KBRN, Jakarta : Pemerintah bakal segera mengenakan pajak ke layanan digital milik perusahaan teknologi. Sejumlah perusahaan internasional pun buka suara menanggapi rencana itu.

Google Indonesia mengaku siap mematuhi aturan pajak jika itu sudah mulai berlaku di Indonesia.

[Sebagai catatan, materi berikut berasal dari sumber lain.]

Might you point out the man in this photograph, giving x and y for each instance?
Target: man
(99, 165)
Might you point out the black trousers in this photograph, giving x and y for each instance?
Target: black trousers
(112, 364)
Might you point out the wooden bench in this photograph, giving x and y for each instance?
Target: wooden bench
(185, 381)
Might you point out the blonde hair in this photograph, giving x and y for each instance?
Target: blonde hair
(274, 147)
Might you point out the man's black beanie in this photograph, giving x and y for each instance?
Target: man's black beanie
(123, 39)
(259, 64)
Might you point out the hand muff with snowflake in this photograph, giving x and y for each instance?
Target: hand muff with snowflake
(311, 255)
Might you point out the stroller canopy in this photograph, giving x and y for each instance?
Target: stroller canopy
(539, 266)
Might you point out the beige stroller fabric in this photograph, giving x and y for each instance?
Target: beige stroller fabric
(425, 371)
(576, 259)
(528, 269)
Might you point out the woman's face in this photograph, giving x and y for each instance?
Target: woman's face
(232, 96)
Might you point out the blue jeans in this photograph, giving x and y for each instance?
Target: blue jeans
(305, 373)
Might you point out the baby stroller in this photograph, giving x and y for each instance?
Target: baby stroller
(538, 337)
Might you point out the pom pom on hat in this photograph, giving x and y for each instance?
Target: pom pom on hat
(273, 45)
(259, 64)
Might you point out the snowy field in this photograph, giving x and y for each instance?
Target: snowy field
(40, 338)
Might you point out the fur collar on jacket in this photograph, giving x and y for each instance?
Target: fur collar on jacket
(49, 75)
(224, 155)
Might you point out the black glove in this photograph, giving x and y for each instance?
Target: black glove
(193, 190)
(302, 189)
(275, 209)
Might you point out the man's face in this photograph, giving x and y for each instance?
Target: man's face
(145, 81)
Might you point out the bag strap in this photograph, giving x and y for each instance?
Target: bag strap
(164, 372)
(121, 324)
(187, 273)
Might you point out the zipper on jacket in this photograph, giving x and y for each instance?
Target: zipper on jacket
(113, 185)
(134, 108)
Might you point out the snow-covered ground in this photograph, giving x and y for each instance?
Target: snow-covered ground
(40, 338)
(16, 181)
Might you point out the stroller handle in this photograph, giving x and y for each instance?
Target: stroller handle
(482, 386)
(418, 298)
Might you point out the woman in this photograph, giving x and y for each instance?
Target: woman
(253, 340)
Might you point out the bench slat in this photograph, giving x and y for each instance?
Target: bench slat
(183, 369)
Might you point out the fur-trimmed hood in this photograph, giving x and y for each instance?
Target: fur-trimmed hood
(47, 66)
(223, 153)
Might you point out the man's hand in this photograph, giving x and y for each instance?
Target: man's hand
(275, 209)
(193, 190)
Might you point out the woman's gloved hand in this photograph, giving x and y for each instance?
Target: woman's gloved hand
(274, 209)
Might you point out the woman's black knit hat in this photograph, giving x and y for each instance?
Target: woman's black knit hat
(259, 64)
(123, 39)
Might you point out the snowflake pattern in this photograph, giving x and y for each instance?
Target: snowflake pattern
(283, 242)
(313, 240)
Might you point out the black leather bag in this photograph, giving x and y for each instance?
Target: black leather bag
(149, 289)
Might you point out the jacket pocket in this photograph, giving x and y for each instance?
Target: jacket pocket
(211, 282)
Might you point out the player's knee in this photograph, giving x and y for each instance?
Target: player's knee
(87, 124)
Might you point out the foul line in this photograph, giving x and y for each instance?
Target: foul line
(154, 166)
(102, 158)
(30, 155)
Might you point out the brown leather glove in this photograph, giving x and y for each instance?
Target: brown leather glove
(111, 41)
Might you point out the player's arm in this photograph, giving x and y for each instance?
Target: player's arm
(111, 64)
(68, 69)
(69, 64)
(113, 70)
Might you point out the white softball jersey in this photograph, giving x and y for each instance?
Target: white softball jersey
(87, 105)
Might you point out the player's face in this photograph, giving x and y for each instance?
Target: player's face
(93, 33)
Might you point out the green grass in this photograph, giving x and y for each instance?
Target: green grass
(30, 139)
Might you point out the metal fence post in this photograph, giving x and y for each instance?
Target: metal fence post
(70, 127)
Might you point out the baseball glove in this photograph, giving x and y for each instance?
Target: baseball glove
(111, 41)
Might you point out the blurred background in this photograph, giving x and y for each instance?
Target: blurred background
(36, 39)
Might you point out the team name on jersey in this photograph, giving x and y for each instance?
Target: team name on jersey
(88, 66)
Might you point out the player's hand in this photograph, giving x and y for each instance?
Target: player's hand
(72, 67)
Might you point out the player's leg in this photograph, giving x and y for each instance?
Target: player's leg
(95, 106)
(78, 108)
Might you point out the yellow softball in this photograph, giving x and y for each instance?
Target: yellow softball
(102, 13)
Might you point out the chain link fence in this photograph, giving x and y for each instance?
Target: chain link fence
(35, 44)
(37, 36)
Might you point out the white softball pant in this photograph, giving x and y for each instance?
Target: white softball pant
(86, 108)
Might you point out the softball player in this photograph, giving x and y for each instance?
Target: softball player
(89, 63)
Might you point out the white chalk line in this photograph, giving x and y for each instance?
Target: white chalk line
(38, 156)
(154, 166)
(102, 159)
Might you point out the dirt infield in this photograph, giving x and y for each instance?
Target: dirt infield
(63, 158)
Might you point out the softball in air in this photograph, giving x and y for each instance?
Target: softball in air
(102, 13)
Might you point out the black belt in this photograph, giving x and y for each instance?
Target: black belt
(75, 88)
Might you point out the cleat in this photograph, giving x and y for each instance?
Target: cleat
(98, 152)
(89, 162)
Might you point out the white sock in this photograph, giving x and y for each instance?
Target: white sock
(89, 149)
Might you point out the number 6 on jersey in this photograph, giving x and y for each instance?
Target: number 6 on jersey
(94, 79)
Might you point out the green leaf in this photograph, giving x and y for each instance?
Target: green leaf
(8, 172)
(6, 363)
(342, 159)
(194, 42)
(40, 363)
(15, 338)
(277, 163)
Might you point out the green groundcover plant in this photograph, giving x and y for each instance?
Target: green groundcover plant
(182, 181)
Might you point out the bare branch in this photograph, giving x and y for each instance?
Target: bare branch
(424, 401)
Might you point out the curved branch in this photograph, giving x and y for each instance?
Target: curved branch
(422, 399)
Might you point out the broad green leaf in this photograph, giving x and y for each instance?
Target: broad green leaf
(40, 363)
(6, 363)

Di negara lain, perusahaan mengklaim sudah menerapkan hal serupa.

"Kami mematuhi aturan pajak di seluruh negara tempat kami beroperasi dan selalu melakukannya sejalan dengan perubahan hukum pajak," ujar Head of Corporate Communications Google Indonesia, Jason Tedjakusuma, Selasa (30/6/2020).

Lebih lanjut, Google Indonesia menyatakan kesediaan untuk menagih pajak layanan hingga 10% kepada para kliennya di Indonesia bila aturan pajak digital telah berlaku.

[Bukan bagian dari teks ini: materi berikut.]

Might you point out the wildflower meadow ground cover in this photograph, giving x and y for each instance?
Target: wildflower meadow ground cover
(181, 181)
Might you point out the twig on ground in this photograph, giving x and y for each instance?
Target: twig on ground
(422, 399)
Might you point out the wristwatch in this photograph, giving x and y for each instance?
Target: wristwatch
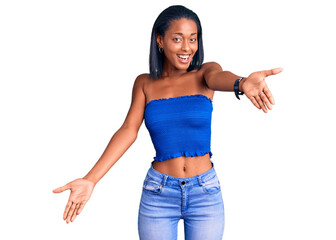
(236, 88)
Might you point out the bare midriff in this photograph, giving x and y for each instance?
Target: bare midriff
(184, 167)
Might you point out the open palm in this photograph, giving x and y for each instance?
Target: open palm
(81, 190)
(256, 90)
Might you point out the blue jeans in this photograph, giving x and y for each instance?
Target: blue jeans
(166, 199)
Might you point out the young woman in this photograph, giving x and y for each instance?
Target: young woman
(175, 101)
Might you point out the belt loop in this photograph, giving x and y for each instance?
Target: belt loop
(200, 181)
(164, 179)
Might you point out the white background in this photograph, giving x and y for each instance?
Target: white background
(67, 69)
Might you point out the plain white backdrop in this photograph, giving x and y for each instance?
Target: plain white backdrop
(67, 69)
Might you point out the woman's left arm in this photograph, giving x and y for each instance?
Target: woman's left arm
(254, 86)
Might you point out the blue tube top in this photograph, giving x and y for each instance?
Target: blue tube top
(180, 126)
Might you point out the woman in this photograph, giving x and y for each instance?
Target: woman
(175, 100)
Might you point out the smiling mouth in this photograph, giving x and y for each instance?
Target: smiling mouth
(184, 57)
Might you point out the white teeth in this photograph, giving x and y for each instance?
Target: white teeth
(184, 57)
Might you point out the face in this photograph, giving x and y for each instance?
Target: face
(179, 43)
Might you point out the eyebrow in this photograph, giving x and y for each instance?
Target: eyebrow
(182, 34)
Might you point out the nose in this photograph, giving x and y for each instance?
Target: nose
(185, 46)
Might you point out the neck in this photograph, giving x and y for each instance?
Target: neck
(169, 70)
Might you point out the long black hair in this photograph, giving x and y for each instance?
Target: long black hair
(161, 24)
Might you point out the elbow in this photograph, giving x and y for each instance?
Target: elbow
(130, 132)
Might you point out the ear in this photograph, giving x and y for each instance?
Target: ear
(159, 40)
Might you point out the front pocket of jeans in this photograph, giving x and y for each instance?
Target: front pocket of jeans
(152, 186)
(212, 186)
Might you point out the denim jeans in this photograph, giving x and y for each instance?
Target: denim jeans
(166, 199)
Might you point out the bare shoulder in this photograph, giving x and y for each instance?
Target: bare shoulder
(210, 66)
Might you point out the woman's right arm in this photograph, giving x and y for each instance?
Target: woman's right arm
(125, 136)
(82, 188)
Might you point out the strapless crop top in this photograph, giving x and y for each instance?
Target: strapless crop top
(180, 126)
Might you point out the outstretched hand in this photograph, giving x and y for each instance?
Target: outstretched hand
(255, 88)
(81, 190)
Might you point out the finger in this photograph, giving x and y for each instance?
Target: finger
(81, 207)
(61, 189)
(266, 101)
(261, 103)
(254, 101)
(272, 71)
(66, 211)
(74, 213)
(72, 208)
(269, 95)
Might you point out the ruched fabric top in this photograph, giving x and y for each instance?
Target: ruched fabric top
(180, 126)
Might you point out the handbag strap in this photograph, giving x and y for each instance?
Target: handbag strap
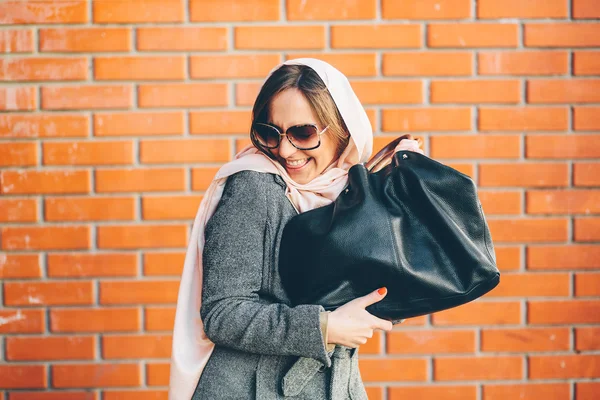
(384, 156)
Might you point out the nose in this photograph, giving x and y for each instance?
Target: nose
(286, 149)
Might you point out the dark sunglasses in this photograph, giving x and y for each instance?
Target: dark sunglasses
(302, 137)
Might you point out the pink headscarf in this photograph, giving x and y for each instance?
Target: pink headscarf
(191, 348)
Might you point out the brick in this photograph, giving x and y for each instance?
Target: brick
(75, 265)
(563, 91)
(86, 97)
(182, 95)
(426, 9)
(527, 391)
(563, 312)
(563, 257)
(50, 348)
(529, 230)
(564, 366)
(475, 146)
(141, 236)
(137, 11)
(43, 69)
(441, 392)
(157, 374)
(480, 313)
(139, 123)
(16, 40)
(95, 375)
(89, 209)
(586, 63)
(59, 395)
(350, 64)
(587, 285)
(477, 368)
(88, 153)
(138, 292)
(520, 119)
(46, 238)
(376, 36)
(18, 154)
(135, 394)
(430, 342)
(524, 175)
(184, 151)
(586, 390)
(140, 180)
(220, 122)
(587, 229)
(427, 64)
(523, 63)
(18, 98)
(585, 9)
(85, 40)
(170, 207)
(41, 12)
(236, 10)
(521, 9)
(586, 118)
(23, 376)
(19, 266)
(561, 35)
(232, 65)
(525, 339)
(532, 285)
(563, 202)
(170, 263)
(472, 35)
(388, 92)
(44, 182)
(508, 258)
(136, 346)
(563, 146)
(587, 338)
(22, 321)
(315, 10)
(190, 38)
(43, 125)
(586, 174)
(48, 293)
(157, 68)
(382, 370)
(246, 92)
(159, 318)
(290, 37)
(464, 91)
(202, 177)
(95, 320)
(426, 119)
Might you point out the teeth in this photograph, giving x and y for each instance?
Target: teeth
(296, 163)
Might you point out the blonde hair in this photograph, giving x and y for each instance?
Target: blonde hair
(308, 82)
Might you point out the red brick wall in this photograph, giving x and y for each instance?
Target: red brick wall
(115, 114)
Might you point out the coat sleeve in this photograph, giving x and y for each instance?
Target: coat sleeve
(232, 312)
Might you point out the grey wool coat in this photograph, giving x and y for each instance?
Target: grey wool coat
(264, 348)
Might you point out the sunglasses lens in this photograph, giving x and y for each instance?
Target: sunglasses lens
(304, 136)
(266, 135)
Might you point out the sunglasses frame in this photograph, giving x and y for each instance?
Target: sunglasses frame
(255, 139)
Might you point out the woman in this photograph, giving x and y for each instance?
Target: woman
(308, 129)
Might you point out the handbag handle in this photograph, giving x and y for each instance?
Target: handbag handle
(384, 156)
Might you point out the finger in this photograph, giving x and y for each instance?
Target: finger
(373, 297)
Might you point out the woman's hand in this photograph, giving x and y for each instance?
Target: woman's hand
(409, 144)
(351, 325)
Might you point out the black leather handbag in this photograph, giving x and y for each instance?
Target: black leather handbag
(405, 222)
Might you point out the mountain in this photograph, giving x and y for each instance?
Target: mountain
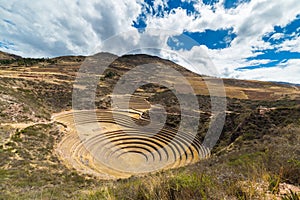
(51, 144)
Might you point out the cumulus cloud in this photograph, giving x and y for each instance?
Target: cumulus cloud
(63, 27)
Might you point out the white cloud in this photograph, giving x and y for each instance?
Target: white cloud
(51, 28)
(285, 72)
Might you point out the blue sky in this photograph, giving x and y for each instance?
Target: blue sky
(246, 39)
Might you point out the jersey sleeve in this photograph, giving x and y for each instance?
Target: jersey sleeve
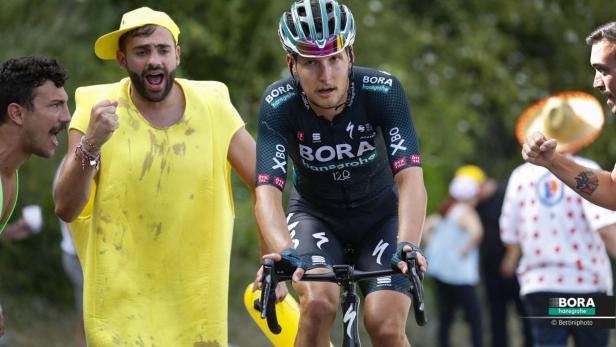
(272, 144)
(396, 122)
(509, 218)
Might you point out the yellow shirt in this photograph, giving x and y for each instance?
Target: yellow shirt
(156, 250)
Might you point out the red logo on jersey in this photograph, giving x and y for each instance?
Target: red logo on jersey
(399, 164)
(263, 178)
(279, 182)
(415, 159)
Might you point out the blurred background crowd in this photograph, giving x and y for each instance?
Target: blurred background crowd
(470, 68)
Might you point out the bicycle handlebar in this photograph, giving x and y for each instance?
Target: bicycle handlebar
(341, 274)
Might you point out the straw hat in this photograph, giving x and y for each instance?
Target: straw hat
(574, 119)
(107, 45)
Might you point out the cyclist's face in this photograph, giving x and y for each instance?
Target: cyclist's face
(151, 62)
(324, 80)
(603, 59)
(47, 117)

Jason berkata, "jika perlu, kami akan menagihkan pajak layanan 10% kepada para klien di Indonesia ketika ketentuan yang relevan mulai berlaku."

Sementara itu, perwakilan Facebook Indonesia belum mau memberi komentar terkait niat pemerintah tersebut.

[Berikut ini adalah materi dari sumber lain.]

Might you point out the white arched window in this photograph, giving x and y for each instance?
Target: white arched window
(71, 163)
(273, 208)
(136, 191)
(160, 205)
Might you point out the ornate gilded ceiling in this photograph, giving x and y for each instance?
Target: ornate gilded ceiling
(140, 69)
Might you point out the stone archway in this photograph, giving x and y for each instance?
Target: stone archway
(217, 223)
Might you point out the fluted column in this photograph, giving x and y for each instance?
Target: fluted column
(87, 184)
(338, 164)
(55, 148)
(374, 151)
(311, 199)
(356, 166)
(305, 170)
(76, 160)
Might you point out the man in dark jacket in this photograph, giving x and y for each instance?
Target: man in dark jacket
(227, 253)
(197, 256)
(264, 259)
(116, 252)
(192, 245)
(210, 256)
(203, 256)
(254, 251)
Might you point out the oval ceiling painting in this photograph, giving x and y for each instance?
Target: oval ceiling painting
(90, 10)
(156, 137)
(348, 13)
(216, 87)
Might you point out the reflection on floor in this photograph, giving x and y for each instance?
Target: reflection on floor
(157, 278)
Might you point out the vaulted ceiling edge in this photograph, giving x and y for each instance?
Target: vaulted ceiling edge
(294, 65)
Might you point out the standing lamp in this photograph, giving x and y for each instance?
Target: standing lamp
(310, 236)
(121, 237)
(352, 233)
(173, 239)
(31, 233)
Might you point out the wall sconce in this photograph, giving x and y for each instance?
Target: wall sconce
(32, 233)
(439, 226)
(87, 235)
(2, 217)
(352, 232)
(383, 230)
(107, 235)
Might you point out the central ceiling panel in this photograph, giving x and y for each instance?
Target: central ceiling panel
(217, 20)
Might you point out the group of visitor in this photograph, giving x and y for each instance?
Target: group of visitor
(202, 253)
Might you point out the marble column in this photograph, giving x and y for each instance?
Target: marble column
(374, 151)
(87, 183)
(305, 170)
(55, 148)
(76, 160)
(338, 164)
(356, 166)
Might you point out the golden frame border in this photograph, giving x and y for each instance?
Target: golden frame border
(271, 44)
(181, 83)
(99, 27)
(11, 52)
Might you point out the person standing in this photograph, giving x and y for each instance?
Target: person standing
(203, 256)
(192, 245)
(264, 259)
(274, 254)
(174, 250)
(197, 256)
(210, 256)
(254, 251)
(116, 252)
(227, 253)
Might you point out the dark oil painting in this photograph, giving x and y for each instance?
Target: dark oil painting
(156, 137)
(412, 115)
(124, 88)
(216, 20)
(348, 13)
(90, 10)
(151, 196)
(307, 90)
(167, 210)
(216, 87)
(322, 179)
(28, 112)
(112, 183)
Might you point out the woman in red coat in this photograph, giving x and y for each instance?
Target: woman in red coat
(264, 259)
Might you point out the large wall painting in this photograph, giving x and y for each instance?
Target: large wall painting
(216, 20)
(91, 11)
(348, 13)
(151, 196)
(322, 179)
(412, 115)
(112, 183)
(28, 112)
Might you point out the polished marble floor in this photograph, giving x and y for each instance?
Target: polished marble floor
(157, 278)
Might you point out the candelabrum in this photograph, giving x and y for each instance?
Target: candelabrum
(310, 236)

Sekadar informasi, dalam Rapat Kerja Sama dengan Komisi I DPR RI belum lama ini, Menteri Kemenkominfo Johhny Plate menyebut, "aturan (pajak digital) bakal berlaku terhadap seluruh platform layanan digital, baik lokal maupun global."

Beleid itu juga bakal mengatur platform tak tak punya kantor fisik di Tanah Air, cukup diukur dari manfaat ekonomi atas kehadirannya.

Indonesia memang sedang menyiapkan pemberlakuan pajak digital dalam Peraturan Menteri Keuangan (PMK) No. 48/2020. Direktorat Jenderal Pajak (DJP) Kemenkeu menyebut, ada enam perusahaan asing yang akan mulai memungut pajak atas jasanya di Tanah Air.

Enam nama perusahaan itu bakal Kemenkeu rilis pada awal Juli. Sementara itu, proses pengenaan pajak akan berlangsung mulai Agustus 2020, lalu disetor ke kas negara.